Supply valves should be installed at a height of approximately 2 m from the floor. The convective flow rising from the radiators mixes and heats the cold influx. The hood is a 15-20 mm high gap left under the interior door.

Air is sucked into the opening under the influence of vacuum created by the kitchen and toilet ventilation ducts. Moving at low speed (0.1-0.2 m/s), the air mass enters the corridor and rushes to the mouth of the exhaust grille.

Advice. Today's interior doors often fit snugly in the vestibule, not allowing air into the corridor. Buy door leaves with a built-in cross-flow grille or install one yourself.


Options for built-in ventilation grilles

Kitchen-dining room

The atmosphere of this room is polluted by gas combustion products, excess moisture and emissions from people entering along with the air of other rooms. Ventilation should be arranged according to the following rules:

  1. There are 2 inflow points - a slot at the bottom of the door leaf and an adjustable valve in the wall (window profile).
  2. Ideally, 2 vertical pipes are built, leading to the roof - for general ventilation and kitchen hood. Then fat and soot will not clog the main channel.
  3. Air intake grilles are mounted under the ceiling.
  4. It is allowed to install one exhaust shaft of sufficient diameter.
  5. The channel should only be open from the kitchen side. You cannot let air in from the toilet there - the smell will penetrate into the dining room.

Note. According to SNiP requirements, the room requires a single air exchange plus 100 m³/h for a gas stove or 60 m³/h for an electric one. That's why you need to arrange 2 tributaries.

A mechanical kitchen hood cannot be connected directly to the shaft - when the fan is turned off, the channel cross-section is blocked by grease filters and an impeller. Use a tee and check valve as the homeowner suggests in the video:

Bathroom – toilet and bath

The standard ventilation scheme for a wet room is simple:

  1. Air from the hallway leaks into the bathroom under the front door.
  2. Mixing with the damp environment of the bathroom, it becomes lighter and rises to the ceiling.
  3. Under the influence of draft in the grille located in the upper zone, the air is slowly drawn into the exhaust duct and thrown out.

Sectional diagram of air exchange of a building

In order to quickly remove moisture and unpleasant odors from the toilet, an axial fan can be built into the shaft opening.
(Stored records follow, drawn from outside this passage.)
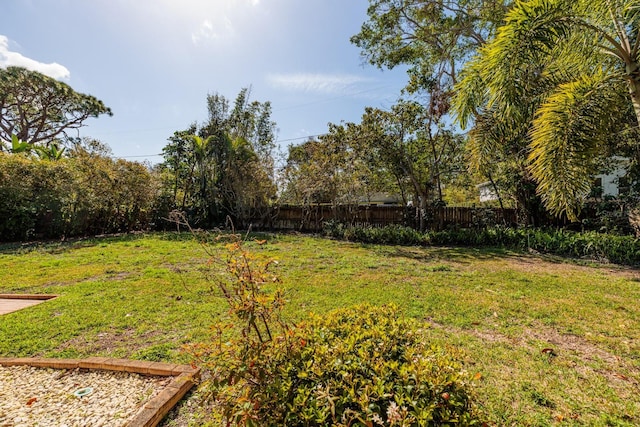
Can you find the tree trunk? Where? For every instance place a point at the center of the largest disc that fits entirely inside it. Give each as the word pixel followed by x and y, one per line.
pixel 634 88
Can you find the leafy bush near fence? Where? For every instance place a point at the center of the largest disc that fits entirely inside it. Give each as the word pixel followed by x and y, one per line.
pixel 84 195
pixel 591 245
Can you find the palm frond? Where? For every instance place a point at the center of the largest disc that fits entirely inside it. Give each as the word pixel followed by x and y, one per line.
pixel 567 135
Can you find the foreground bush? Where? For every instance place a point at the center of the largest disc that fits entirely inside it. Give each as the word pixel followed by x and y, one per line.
pixel 361 366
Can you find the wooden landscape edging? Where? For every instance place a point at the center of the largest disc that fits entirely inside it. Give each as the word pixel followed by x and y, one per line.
pixel 151 412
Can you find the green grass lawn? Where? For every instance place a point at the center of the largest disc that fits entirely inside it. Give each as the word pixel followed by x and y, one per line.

One condition: the idle impeller of the unit should not block the air flow, otherwise the ventilation efficiency will decrease. Use an adapter with an additional grille or a tee with a check valve.
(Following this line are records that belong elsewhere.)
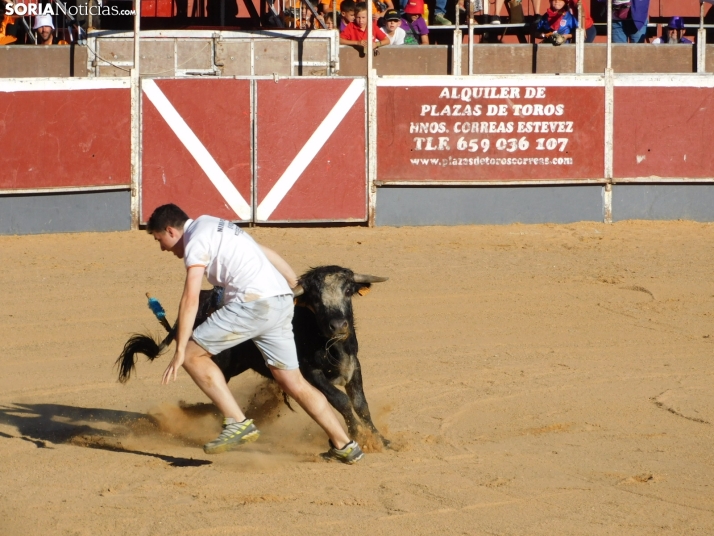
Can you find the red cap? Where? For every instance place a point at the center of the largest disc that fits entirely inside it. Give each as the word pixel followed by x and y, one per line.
pixel 414 7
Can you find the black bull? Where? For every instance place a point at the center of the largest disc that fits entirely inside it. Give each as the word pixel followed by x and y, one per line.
pixel 325 338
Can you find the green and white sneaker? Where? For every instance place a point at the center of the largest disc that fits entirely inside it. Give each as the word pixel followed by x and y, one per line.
pixel 440 20
pixel 234 434
pixel 350 453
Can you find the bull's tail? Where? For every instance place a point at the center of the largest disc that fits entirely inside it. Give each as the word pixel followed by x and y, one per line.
pixel 140 344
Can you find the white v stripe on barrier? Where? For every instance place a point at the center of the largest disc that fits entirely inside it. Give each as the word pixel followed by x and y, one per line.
pixel 194 146
pixel 309 150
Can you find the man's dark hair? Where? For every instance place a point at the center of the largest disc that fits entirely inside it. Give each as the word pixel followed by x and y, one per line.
pixel 166 216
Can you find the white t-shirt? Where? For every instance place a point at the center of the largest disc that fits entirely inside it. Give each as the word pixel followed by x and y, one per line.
pixel 398 39
pixel 233 260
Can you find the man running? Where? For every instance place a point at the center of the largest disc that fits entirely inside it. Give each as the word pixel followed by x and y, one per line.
pixel 258 305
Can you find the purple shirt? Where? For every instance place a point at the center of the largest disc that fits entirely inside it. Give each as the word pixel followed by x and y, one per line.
pixel 419 27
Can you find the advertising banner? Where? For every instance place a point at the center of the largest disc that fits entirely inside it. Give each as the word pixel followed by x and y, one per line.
pixel 485 133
Boiler room and other rooms

For normal operation of any boiler, except an electric one, a certain amount of air is required for combustion. The exact volume or specific requirements for furnace ventilation are always specified in the operating instructions for the heat generator.

The air mixture is supplied to the boiler room through the door, and exhaust is done through a separate vertical channel. The grate is placed in the upper zone of the combustion chamber; no additional fans need to be installed.

An important nuance. The chimney of a solid fuel or gas boiler serves as a powerful exhaust hood, especially during combustion. If the furnace is built inside the cottage, then the draft of the chimney will carry away most of the air from the living rooms on the first floor. Therefore, it is advisable to equip the pipe heads with deflectors that enhance traction.


It is better to install external and internal ventilation ducts of the house from plastic or tin pipes of the calculated diameter. Air ducts laid through a cold attic must be insulated.

It is acceptable to use plastic pipes for internal sewage, but keep one caveat in mind: gray polypropylene can burn on its own. PVC ventilation ducts are made of attenuating plastic. For installation details, see the video.

Conclusion

When analyzing the methods of ventilation of a private house, we did not mention the source of additional inflow - infiltration. Air leakage through small cracks in modern homes is virtually absent or reduced to a minimum thanks to new windows and door seals. It makes no sense to take into account the flow through the smallest pores.